Mr. Hillblom was a millionaire many times over - he founded, and was the “H” in the courier and airfreight company DHL. Besides golf he had another passion – he enjoyed deflowering young women, paying big money to madams in Vietnam, the Philippines and Micronesia for certified virgins.
When Hillblom died numerous women who bore children by Hillblom consulted their lawyers and made a claim for his estate.
These women and children faced two obstacles – Mr. Hillblom did not acknowledge the illegitimate children in his will, and he disappeared in a plane crash leaving behind no DNA – rather surreally his home and office had been wiped clean of anything – a piece of hair, sweat on a sheet, a dirty Q-tip – that could have been used to prove paternity.
Considerable money was at stake. Eventually a bit of DNA was found and after a lengthy court battle four Asian children were awarded US$50 million apiece.
While an argument could be made that the Asian virgins were victims of a rich perverse American and the madams who supplied him, it is nevertheless a truism that most women, at least among the better educated classes, have always had significant control over their genetic partners. Now wannabe western mothers with a line of credit can catalogue shop for those perfect genes in a “boutique sperm bank”.

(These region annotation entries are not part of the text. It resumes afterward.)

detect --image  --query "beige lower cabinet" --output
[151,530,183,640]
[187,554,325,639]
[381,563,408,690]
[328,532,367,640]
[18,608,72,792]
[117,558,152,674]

I found three such establishments on the web, including an anonymous donor who is willing to give away his sperm. “Donor sperm available free”, is the title of his site, which is a variation, I guess, of what we used to euphemistically refer to as dating. This genetic philanthropist describes himself as “Caucasian, 6 ft tall, with black hair, fair skin.” In 4th grade he won 3rd place in a school science fair with a project entitled “Using Red Cabbage Juice to Determine Acidity.” As an adult he has been “awarded more than 10 patents for various inventions.” Hi
s web-site shows cute photos of babies he has fathered, and perhaps some of them might reach similar heights as dad, whose 9th grade science project was “A Computer Program for Simplifying Boolean Expressions.”
The original outlet for super-sperm-shopping is The Repository for Germinal Choice, which bills itself as “an activity of the Foundation for Advancement of Man”. The California-based Repository is widely referred to as the Nobel Sperm Bank since it includes Nobel laureates and other “superlative donors”. Although donors are anonymous (and unpaid), one donor went public: inventor of the transistor, William B. Shockley, controversial for his theory that blacks are genetically inferior to whites.
I wrote to the Repository’s founder, Robert K. Graham. I was fishing for information (and maybe an invitation to donate); he was fishing for a prince, writing: “I have long admired the thinking of the Duke of Edinburgh [at that time I worked for WWF-World Wide Fund for Nature, and Prince Philip was WWF’s international president], as well as his splendid physical presence, and should be glad to consider him as a donor if he were willing.” I sent the letter to Prince Philip at Buckingham Palace. Don’t know if he forwarded a condom filled with royal sperm.
Even without the Duke of Edinburgh, women in need of high quality sperm had a dizzying array of options offered by the Repository. Donor No. 28, for example was “voted the best-looking man in his department.” He sails and hikes. He twice scored 800, the highest possible, on the mathematics section of the Scholastic Aptitude Test. Minor drawback: “Slight hemorrhoids.” Or, if myopia and dental malocclusion are no problem, Donor No. 27 offers “Remarkable intellectual ability (professor of mathematics), excellent character and health, and high fertility.” He is tall (6’ 1”), with dark brown curly hair (no balding!), enjoys a good sense of humor, likes playing with children, and possesses an IQ of 206 measured at age 8.